The observance of things like SOLID, DRY, KISS, etc… are always encouraged.

APIs and Microservices

When building microservices and APIs, I align to the following rules:

  1. Communication through interfaces – any communication, whether REST, gRPC or class, will communicate through interfaces and, for message-based/event driven applications, agreed schema
  2. Any service must only communicate to another service or the data belonging to another service through the above interfaces – no service A looking at service B’s data directly
  3. Any service must be independently deployable
  4. Any service should gracefully handle any unavailability of an external service
  5. Any API must be built to be externalisable (i.e. can be exposed to the public internet)
  6. Within a major version of an API, any changes should be non-breaking – when breaking changes are needed, a new major version should be created and the previous version(s) maintained

Separation of Concerns

It is strongly recommended that, where possible, things such as authentication, configuration, credentials, etc… are managed independently of the code. In other words, an application running locally should use local configuration files to store non-sensitive configuration (e.g. a connection to a local SQL Server instance is OK but nothing that is hosted). If sensitive values must be stored, use things like User Secrets as these aren’t part of the repo and therefore not stored in source control.

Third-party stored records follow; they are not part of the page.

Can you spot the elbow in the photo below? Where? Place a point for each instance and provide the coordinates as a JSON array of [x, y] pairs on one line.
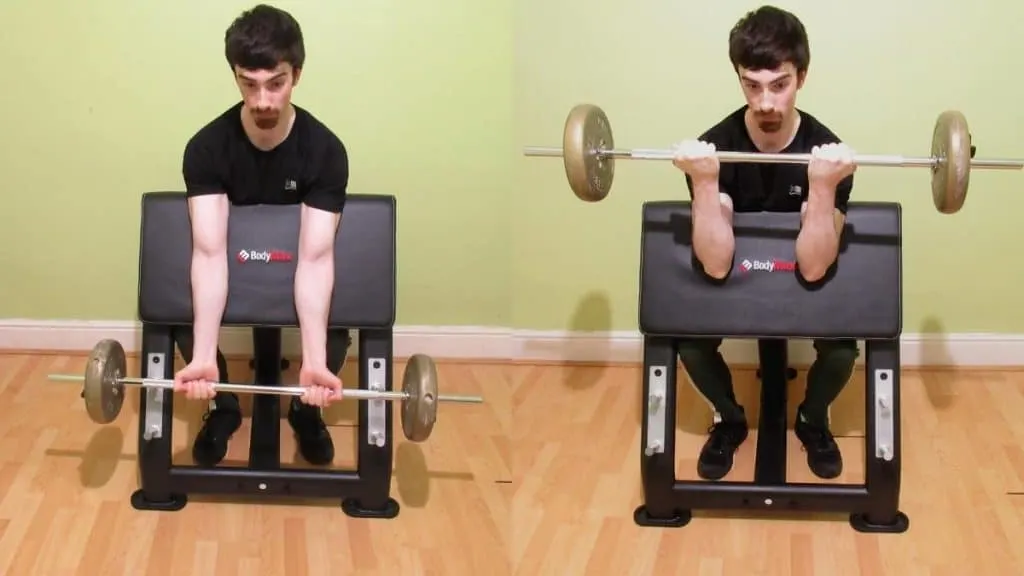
[[814, 271], [717, 272], [321, 253], [813, 274]]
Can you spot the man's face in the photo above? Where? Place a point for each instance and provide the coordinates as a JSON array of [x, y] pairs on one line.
[[266, 93], [771, 94]]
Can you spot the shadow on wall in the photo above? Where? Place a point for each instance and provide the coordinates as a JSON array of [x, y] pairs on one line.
[[934, 351], [592, 340]]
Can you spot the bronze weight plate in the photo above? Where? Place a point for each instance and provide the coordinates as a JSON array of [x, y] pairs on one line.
[[419, 411], [103, 393], [951, 174], [587, 130]]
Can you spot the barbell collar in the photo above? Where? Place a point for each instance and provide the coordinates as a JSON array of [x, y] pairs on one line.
[[354, 394], [764, 158]]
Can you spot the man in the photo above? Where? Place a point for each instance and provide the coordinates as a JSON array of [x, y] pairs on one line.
[[264, 150], [769, 51]]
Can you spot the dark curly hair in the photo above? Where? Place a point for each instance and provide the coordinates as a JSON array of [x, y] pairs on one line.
[[262, 38], [767, 38]]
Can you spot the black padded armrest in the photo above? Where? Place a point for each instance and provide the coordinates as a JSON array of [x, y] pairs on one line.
[[262, 253], [764, 295]]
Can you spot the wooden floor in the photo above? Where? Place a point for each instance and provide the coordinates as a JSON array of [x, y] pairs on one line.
[[542, 479]]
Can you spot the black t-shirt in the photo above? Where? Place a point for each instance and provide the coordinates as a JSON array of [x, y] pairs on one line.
[[769, 188], [309, 166]]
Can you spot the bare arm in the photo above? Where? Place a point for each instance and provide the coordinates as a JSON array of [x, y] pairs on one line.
[[314, 281], [209, 272], [817, 243], [714, 242]]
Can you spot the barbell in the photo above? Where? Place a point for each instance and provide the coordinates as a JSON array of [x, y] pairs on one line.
[[589, 155], [104, 382]]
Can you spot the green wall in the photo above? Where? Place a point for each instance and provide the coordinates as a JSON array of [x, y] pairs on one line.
[[435, 100]]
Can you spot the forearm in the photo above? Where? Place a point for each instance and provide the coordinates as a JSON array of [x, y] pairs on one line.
[[713, 239], [817, 243], [313, 286], [209, 281]]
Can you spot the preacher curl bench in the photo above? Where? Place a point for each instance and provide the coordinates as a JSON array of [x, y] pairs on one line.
[[262, 252], [764, 298]]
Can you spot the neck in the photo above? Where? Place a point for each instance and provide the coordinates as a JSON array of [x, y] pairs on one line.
[[772, 142], [268, 139]]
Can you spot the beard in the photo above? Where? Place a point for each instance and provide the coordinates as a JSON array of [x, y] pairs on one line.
[[265, 121], [769, 124]]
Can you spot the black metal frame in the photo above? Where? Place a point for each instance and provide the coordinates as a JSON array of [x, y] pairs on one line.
[[365, 491], [873, 506]]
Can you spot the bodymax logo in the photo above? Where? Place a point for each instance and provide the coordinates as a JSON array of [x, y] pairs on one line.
[[773, 264], [264, 256]]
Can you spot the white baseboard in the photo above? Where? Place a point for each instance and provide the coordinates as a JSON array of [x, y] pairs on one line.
[[473, 342]]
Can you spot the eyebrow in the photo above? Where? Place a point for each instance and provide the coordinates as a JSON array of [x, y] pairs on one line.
[[272, 78], [785, 76]]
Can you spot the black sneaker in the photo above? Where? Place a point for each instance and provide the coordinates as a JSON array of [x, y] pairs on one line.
[[823, 456], [211, 442], [314, 440], [716, 456]]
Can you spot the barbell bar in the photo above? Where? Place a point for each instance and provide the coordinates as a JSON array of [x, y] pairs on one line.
[[104, 383], [589, 155]]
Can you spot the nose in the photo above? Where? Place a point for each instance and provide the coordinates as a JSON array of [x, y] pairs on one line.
[[262, 99]]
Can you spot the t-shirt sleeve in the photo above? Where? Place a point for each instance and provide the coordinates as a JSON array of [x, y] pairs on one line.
[[199, 168], [329, 186]]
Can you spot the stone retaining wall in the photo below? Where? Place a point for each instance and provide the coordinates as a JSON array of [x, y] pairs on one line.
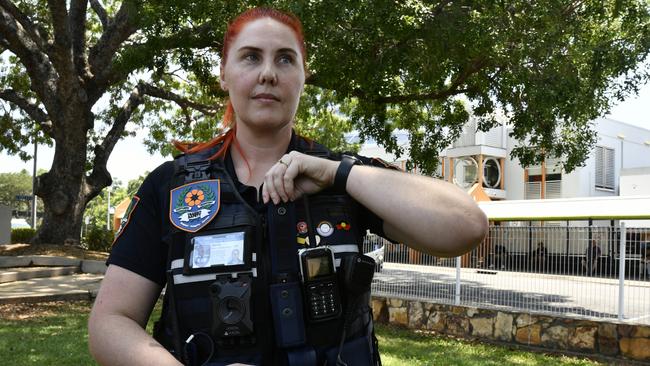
[[609, 339]]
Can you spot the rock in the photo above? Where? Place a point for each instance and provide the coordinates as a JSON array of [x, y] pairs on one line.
[[415, 315], [636, 348], [525, 320], [395, 303], [482, 327], [503, 327], [555, 337], [625, 330], [529, 335], [435, 321], [458, 326], [641, 332], [607, 330], [607, 339], [583, 338], [398, 316], [471, 312]]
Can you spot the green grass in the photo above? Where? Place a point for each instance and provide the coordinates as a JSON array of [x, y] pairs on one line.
[[55, 334], [405, 347]]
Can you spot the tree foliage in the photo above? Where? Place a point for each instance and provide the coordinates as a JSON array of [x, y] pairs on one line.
[[17, 184], [85, 74]]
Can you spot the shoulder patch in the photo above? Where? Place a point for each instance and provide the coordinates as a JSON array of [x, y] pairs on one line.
[[194, 205], [127, 216]]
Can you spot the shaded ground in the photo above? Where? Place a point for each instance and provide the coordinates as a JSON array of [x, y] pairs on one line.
[[50, 249]]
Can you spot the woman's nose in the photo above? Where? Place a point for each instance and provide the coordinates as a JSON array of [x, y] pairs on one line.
[[268, 74]]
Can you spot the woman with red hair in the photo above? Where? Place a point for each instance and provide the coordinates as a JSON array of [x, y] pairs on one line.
[[255, 189]]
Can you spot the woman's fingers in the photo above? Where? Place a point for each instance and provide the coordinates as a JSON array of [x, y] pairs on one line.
[[274, 188], [296, 174]]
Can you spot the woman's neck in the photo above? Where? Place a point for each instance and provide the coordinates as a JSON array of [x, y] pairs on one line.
[[260, 152]]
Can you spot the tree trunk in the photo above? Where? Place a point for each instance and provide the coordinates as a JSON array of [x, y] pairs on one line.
[[64, 188]]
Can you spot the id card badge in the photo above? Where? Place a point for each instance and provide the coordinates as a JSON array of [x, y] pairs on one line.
[[218, 253]]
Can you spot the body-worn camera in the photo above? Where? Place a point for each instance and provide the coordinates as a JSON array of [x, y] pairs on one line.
[[231, 306], [320, 286]]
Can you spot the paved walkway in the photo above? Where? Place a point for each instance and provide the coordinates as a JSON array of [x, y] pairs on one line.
[[61, 286], [82, 286]]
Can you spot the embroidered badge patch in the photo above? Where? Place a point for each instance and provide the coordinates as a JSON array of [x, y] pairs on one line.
[[325, 228], [194, 205], [343, 226], [127, 216], [301, 227]]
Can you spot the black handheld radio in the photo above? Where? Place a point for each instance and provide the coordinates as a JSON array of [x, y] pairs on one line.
[[321, 291]]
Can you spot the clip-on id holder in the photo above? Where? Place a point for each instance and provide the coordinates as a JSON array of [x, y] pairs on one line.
[[285, 292]]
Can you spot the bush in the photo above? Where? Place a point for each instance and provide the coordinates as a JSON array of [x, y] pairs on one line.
[[99, 239], [24, 235]]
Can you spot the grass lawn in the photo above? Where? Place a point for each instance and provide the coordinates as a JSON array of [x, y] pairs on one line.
[[55, 334]]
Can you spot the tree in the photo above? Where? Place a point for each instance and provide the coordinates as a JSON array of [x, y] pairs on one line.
[[13, 185], [422, 66]]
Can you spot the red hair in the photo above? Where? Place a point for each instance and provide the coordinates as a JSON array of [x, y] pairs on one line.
[[233, 30]]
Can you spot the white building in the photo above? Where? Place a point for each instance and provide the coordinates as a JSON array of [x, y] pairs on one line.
[[619, 147]]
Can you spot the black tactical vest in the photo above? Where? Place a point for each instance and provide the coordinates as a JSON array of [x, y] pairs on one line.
[[197, 313]]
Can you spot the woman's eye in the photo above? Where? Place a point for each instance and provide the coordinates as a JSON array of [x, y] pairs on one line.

For loading sensitive values, where possible use managed identities (or equivalents) and, where these aren’t possible, try to use (service) accounts that are machine created (likely with IaC) and their credentials stored in things like Key Vault and never actually accessed/known by humans. These credentials along with other configuration values can then be made available to applications (i.e. pods) in Kubernetes using tools like External Secrets Operator, Azure App Configuration Provider or App Config Provider and mounting them as files into the pod. Equally, storage can be mounted in a similar manner.

Putting It All Together

Work should be selected from the top of the queue with a goal to complete active stories (or bugs once they come in) before picking up new ones. In other words, pull requests should be given priority and then, before picking up a new story, see if you can potentially assist on an already active story.

When is it done?

It’s important to have a clear definition of done so that all parties agree what this means. As a minimum, it should mean a story has successfully completed a pull request to main but arguably it should mean, as a minimum, QA (either automated or manual) has been completed. I would suggest something is only “done” once it has been successfully deployed to production and confirmed to be working.